Phase 4: Governance Gate (Sprint-Level Compliance Review)

Phase 4 employs multiple governance gates operating at different cadences rather than a single end-of-phase gate. An automated model validation gate blocks any model that fails performance, fairness, or robustness thresholds. A manual security review gate applies for the first deployment. The integration test suite must pass before any promotion.

The recommended approach is embedding compliance activities in the sprint cadence itself. Each sprint should include updating the relevant AISDP modules for any design decisions made during the sprint, running the full test suite (including fairness and robustness gates) as part of the sprint’s definition of done, reviewing any new risks identified during development and adding them to the risk register, and updating the evidence pack with artefacts produced during the sprint. The sprint retrospective should include a compliance dimension: what evidence was generated, what gaps remain, and what risks were introduced.

This approach ensures that the AISDP is assembled incrementally throughout development. Module 1 (System Identity) is completed during Phase 1. Module 6 (Risk Management) is drafted during Phase 2 and updated continuously.

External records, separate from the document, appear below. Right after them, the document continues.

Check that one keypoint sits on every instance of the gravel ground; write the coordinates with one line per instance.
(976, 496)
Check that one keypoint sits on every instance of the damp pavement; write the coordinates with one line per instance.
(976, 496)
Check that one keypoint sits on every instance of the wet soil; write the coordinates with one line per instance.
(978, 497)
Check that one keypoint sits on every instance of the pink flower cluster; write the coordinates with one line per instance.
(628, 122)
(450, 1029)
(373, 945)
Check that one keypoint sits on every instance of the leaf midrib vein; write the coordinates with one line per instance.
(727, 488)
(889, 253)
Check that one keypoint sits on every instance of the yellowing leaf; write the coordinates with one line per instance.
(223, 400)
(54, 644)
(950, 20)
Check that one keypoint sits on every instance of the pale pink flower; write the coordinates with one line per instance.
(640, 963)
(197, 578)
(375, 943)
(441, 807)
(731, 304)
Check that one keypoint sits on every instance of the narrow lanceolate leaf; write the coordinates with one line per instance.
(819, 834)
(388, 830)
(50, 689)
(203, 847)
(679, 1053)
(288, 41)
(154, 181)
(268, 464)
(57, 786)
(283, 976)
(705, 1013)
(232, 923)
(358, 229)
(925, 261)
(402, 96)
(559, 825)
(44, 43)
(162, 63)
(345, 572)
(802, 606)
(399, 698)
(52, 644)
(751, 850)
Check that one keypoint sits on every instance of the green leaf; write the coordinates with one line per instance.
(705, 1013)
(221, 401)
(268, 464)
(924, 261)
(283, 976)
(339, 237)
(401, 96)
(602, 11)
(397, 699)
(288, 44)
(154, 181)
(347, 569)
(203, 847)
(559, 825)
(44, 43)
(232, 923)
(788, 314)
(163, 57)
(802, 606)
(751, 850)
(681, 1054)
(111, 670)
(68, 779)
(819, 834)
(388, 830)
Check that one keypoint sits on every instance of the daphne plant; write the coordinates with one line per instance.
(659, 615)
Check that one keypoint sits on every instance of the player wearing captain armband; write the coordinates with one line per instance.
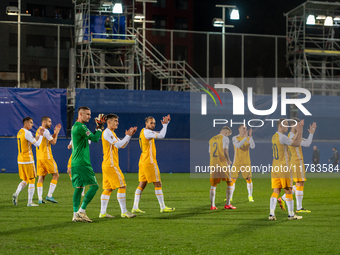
(242, 142)
(298, 166)
(26, 166)
(148, 167)
(69, 146)
(81, 169)
(281, 174)
(113, 177)
(45, 162)
(220, 166)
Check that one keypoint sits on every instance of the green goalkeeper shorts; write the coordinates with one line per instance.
(82, 176)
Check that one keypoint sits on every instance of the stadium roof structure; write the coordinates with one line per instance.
(321, 8)
(313, 48)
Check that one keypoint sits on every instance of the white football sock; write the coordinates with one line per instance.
(299, 197)
(122, 201)
(273, 201)
(294, 189)
(283, 197)
(250, 189)
(51, 190)
(138, 194)
(40, 191)
(104, 201)
(212, 195)
(229, 192)
(30, 193)
(233, 187)
(160, 197)
(21, 186)
(290, 205)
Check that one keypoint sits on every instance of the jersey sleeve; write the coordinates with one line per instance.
(48, 135)
(109, 137)
(237, 143)
(252, 143)
(225, 142)
(29, 137)
(307, 142)
(285, 140)
(122, 143)
(86, 133)
(149, 134)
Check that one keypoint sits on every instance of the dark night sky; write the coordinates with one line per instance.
(265, 17)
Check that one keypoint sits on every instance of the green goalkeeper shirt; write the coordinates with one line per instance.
(80, 135)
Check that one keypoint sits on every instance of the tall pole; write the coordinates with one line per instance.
(19, 20)
(58, 61)
(223, 47)
(144, 13)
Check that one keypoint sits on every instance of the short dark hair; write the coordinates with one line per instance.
(83, 108)
(44, 118)
(148, 118)
(26, 119)
(278, 123)
(296, 119)
(227, 128)
(111, 116)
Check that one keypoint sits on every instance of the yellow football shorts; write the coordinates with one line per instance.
(149, 173)
(113, 178)
(46, 166)
(26, 171)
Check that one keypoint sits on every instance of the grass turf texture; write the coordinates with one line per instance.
(191, 229)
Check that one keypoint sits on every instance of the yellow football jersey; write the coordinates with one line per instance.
(217, 146)
(148, 149)
(110, 157)
(25, 153)
(280, 164)
(241, 155)
(295, 152)
(44, 151)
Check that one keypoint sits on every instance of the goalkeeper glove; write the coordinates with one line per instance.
(100, 121)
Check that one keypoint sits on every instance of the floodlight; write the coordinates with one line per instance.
(329, 21)
(117, 8)
(234, 14)
(217, 22)
(139, 16)
(310, 20)
(321, 17)
(12, 10)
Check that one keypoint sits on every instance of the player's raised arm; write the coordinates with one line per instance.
(37, 140)
(296, 140)
(238, 144)
(307, 142)
(149, 133)
(251, 140)
(55, 134)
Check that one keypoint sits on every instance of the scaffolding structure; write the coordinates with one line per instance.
(128, 53)
(103, 60)
(313, 51)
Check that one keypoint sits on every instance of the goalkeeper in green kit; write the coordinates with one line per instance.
(81, 169)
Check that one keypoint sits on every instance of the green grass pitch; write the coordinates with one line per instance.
(191, 229)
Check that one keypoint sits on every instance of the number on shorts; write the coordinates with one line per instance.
(214, 154)
(19, 143)
(275, 152)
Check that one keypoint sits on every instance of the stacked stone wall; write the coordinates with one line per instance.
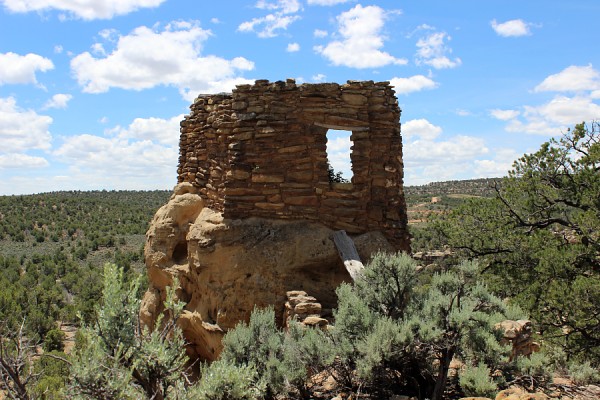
(262, 152)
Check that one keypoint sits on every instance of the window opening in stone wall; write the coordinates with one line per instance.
(338, 155)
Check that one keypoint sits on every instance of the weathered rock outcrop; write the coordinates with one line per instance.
(225, 268)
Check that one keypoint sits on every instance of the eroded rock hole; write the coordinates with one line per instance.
(180, 252)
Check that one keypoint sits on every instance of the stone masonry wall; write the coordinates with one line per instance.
(261, 152)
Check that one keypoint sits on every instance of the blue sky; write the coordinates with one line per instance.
(92, 91)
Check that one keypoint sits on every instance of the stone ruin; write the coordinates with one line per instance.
(254, 220)
(261, 152)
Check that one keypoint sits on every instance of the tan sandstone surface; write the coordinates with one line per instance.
(227, 267)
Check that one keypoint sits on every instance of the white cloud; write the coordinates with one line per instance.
(21, 161)
(326, 2)
(285, 6)
(432, 50)
(338, 151)
(269, 25)
(320, 33)
(414, 83)
(429, 157)
(22, 130)
(15, 68)
(425, 152)
(504, 115)
(555, 116)
(362, 40)
(512, 28)
(571, 79)
(59, 100)
(164, 131)
(117, 159)
(561, 112)
(420, 128)
(499, 165)
(84, 9)
(147, 58)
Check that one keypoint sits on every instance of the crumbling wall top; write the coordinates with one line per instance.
(262, 151)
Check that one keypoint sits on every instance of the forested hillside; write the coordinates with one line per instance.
(53, 247)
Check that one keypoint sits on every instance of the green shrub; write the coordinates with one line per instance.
(396, 333)
(54, 340)
(584, 373)
(476, 382)
(222, 380)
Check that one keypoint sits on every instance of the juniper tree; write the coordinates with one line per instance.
(538, 239)
(396, 332)
(116, 358)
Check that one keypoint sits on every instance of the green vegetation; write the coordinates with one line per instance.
(528, 249)
(538, 240)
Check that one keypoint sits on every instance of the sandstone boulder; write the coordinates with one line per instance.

Module 3 (Architecture) is populated during Phase 3 and refined as the architecture evolves. Module 4 (Data Governance) grows as the data engineering work progresses. By the time Phase 5 arrives, the AISDP should be substantially complete, requiring only final review and consistency checking.

Feature flags that enable new model versions, data sources, or decision pathways are themselves system changes that the AI System Assessor assesses against the substantial modification thresholds. Feature flag configurations are version-controlled, and activation events are logged in the deployment ledger.

Key outputs

• Sprint-level compliance review records
• Incrementally assembled AISDP modules
• Feature flag configuration and activation logs

Phase 4: CI/CD Gates & Incremental AISDP Population

The CI/CD pipeline is the mechanism through which compliance evidence is produced as a byproduct of development. For AI systems, CI/CD extends beyond traditional software pipelines to operate on multiple artefact types (code, data, models, configurations) with multiple interconnected build processes.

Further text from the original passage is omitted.